Mr. Corse stood up and put his thin hand gently on Almanzo’s shoulder. He turned him around and said:
“Go to your seat, Almanzo.”
The room was still. Everybody was waiting. The big boys came up the path and clattered into the entry, hooting and jostling one another. The door banged open, and Big Bill Ritchie swaggered in. The other big boys were behind him.
Mr. Corse looked at them and did not say anything. Bill Ritchie laughed in his face, and still he did not speak. The big boys jostled Bill, and he jeered again at Mr. Corse. Then he led them all tramping loudly down the aisle to their seats.
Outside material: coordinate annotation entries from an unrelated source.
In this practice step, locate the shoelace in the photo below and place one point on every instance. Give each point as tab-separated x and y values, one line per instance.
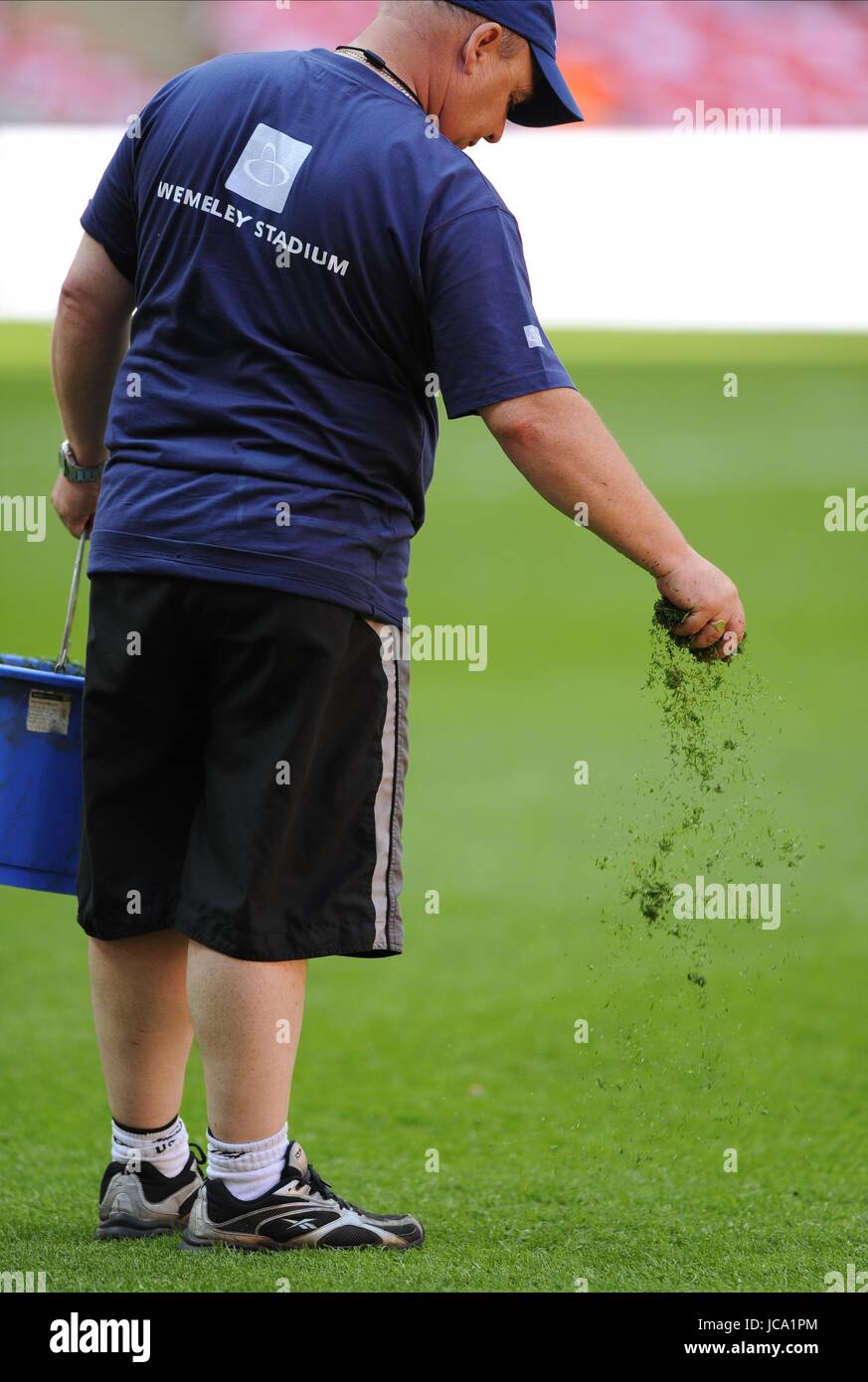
319	1187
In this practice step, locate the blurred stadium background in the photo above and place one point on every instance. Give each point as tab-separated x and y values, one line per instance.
608	1157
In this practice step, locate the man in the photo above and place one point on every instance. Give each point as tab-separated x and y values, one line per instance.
310	256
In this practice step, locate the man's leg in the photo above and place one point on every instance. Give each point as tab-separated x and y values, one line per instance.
138	992
248	1019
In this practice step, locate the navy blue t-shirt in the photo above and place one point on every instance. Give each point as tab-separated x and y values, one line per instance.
311	264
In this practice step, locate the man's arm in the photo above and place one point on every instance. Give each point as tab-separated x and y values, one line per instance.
563	448
91	333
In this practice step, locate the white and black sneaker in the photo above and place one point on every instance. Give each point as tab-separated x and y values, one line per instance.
301	1211
144	1202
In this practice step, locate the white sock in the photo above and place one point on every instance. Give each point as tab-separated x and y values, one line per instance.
248	1168
166	1148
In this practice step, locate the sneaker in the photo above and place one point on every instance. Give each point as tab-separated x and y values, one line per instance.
144	1202
301	1211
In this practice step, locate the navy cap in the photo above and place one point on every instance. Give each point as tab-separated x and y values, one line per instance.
534	20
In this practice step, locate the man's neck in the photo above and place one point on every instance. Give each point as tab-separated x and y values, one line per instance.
401	53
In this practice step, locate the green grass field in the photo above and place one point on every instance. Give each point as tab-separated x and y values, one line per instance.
557	1161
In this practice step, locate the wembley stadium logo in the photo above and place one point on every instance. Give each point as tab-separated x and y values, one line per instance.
266	167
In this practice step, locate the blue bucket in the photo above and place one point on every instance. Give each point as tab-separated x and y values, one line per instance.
41	775
41	765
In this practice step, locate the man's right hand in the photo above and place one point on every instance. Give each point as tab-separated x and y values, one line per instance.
716	613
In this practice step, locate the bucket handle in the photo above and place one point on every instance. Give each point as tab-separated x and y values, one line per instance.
71	605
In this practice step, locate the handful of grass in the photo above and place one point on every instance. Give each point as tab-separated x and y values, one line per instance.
669	616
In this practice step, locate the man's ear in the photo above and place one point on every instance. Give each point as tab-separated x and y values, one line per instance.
482	42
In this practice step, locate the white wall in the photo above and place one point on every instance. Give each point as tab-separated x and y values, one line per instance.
644	229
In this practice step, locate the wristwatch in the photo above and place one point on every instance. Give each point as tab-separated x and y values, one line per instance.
72	470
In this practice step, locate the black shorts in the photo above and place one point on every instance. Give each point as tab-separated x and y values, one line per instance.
244	758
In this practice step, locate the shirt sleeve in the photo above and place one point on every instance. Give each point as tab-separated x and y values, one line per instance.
487	339
109	216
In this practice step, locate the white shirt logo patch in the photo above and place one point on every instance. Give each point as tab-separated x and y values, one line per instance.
268	167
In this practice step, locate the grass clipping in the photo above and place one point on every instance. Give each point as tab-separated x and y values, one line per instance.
708	811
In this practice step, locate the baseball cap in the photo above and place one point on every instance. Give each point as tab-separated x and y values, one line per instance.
534	20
Mr. Corse lifted the lid of his desk and dropped one hand out of sight behind the raised lid. He said:
“Bill Ritchie, come up here.”
Big Bill jumped up and tore off his coat, yelling:
“Come on, boys!” He rushed up the aisle. Almanzo felt sick inside; he didn’t want to watch, but he couldn’t help it.
Mr. Corse stepped away from his desk. His hand came from behind the desk lid, and a long, thin, black streak hissed through the air.
It was a blacksnake ox-whip fifteen feet long. Mr. Corse held the short handle, loaded with iron, that could kill an ox. The thin, long lash coiled around Bill’s legs, and Mr. Corse jerked. Bill lurched and almost fell. Quick as black lightening the lash circled and stuck and coiled again, and again Mr. Corse jerked.
“Come up here, Bill Ritchie,” he said, jerking Bill toward him, and backing away.
Bill could not reach him. Faster and faster the lash was hissing and crackling, coiling and jerking, and more and more quickly Mr. Corse backed away, jerking Bill almost off his feet. Up and down they went in the open space in front of the desk. The lash kept coiling and tripping Bill, Mr. Corse kept running backward and striking.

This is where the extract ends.